L’avanzamento dei lavori
Per l'Etiopia, che non ha ancora confermato ufficialmente l’operazione di riempimento, la diga è vitale per il proprio sviluppo: porterebbe energia al 60 per cento dei suoi 110 milioni di abitanti. Attualmente la costruzione della Gerd da parte etiope è stata completata per metà e perché possa andare in produzione il riempimento deve essere contestuale. “Per quanto non abbia il risalto internazionale di altri dossier di politica estera, è una questione molto delicata per Egitto, Sudan ed Etiopia – commenta ai microfoni di Pope Marco Di Liddo, analista del Centro studi internazionali (Cesi) - perché lo sviluppo di questa infrastruttura è in grado di cambiare il destino economico e quindi politico dei tre Paesi. Più si va avanti più negoziato diventa difficile è più questione economica rischia di trasformarsi in una questione di sicurezza".
Lo stallo dei negoziati e il ruolo dell’Onu
La gestione della diga è da anni al centro di difficili negoziati, che dallo scorso aprile hanno registrato una battuta d’arresto.
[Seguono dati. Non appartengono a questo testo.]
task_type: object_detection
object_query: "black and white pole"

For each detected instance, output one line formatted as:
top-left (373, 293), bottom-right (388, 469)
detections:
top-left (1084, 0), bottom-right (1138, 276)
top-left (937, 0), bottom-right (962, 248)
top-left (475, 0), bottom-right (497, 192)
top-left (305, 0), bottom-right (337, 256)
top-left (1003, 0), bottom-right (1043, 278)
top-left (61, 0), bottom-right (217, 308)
La diga è in agenda al Consiglio di Sicurezza Onu di domani, ma l’Etiopia insiste nel continuare i negoziati con l'intermediazione dell'Unione africana e in un comunicato respinge quella che definisce "l’indesiderata ingerenza della Lega degli Stati arabi sulla questione della diga dopo l'invio della lettera in cui si chiede al Consiglio di sicurezza all’Assemblea generale di intervenire in merito". Di Liddo ricorda che il tema è stato portato all’attenzione delle Nazioni Unite dalla Tunisia, su richiesta di Egitto e Sudan, ma che la presidenza di turno francese del Consiglio di Sicurezza si è espressa dicendo che il Consiglio può fare veramente poco sulla questione. “I negoziati sono in stallo – continua l’analista - perché l'architettura legale che dovrebbe regolare i rapporti a livello idrico, tra questi Paesi è obsoleta e risale a un accordo creato dagli inglesi, ma che ai tempi escluse totalmente l'Etiopia, mentre oggi questa risorsa pesa molto di più di quanto pensasse ai tempi dell'impero coloniale inglese”.
L’importanza del dialogo e di un accordo legale
Sulla “questione del Nilo” si è soffermato Papa Francesco nel dopo Angelus del 15 agosto dello scorso anno, invitando Egitto, Etiopia e Sudan “a continuare sulla via del dialogo affinché il Fiume Eterno continui a essere una linfa di vita che unisce e non divide, che nutre sempre amicizia, prosperità, fratellanza e mai inimicizia, incomprensione o conflitto”. Intanto, la strada percorribile per evitare una crisi securitaria, e in prospettiva anche umanitaria, per Di Liddo è quella di creare un nuovo forum legale, in cui Paesi che a valle del corso del Nilo e quelli che si trovano a monte trovino un modus vivendi.